Butler was an adviser to Hillary Clinton's 2016 presidential campaign. 

In 2018, Butler and political consultants Ace Smith, Sean Clegg and Juan Rodriguez formed the political consulting firm SCRB Strategies. Rodriguez ran Harris' primary 2020 campaign, with Butler as senior adviser. 

After Harris left the race, Butler served as director of public policy and campaigns in North America for Airbnb.

What did Butler do with EMILYs List? 

Laphonza Butler attends an EMILYs List event on March 22, 2022 in Los Angeles. Araya Doheny/Getty Images for EMILYs List

Until being appointed to the Senate, Butler served as the president of EMILYs List, the group that supports women in office who support abortion rights. She was the first woman of color to hold that position. 

EMILYs List is fundraising juggernaut for Democrats, having raised nearly $68 million in the 2022 election cycle, according to OpenSecrets.

Butler told the news organization Capital B News in an interview in Feb. 2022 that after the 2016 election, "more than 60,000 women reached out to us from all over the country and wanted to offer themselves for public service."

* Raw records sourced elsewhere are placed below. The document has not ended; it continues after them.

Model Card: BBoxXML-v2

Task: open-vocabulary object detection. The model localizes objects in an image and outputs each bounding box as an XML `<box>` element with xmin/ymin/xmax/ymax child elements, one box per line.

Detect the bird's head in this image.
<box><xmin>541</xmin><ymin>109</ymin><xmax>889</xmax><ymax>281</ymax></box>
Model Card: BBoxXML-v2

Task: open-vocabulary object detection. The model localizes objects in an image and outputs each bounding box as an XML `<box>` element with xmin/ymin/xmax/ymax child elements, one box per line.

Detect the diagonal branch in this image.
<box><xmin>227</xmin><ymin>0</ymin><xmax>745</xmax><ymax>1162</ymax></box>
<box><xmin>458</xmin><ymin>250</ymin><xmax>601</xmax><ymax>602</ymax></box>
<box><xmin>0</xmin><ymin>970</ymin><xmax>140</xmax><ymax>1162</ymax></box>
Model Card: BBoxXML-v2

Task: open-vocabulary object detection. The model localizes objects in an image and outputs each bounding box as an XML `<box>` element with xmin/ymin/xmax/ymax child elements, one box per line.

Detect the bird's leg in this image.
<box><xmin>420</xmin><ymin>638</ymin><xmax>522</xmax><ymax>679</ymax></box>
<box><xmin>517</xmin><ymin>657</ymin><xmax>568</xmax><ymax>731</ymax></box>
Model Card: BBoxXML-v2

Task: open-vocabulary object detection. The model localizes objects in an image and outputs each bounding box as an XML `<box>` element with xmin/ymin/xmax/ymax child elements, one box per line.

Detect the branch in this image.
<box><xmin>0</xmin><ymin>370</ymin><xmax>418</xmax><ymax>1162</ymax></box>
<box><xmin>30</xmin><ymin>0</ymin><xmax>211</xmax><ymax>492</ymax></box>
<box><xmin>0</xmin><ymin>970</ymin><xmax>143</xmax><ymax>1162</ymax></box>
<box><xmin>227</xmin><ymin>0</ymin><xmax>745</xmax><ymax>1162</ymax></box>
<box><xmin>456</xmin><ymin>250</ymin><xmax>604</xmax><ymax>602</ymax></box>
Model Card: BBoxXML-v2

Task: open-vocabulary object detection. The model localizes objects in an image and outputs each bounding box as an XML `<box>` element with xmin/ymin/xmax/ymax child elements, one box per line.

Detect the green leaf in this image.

"From a tactical point, we have created online communities for them to connect with each other, we have offered online training and made it accessible no matter what community that person is reaching out to us from, we have made sure that we are working to expand the state and local work of EMILYs List," she said.

EMILYs List issued a statement on Monday praising Butler as a "groundbreaking leader."

According to the statement from Newsom's office, Butler will step down from her role at EMILYs List when she joins the Senate.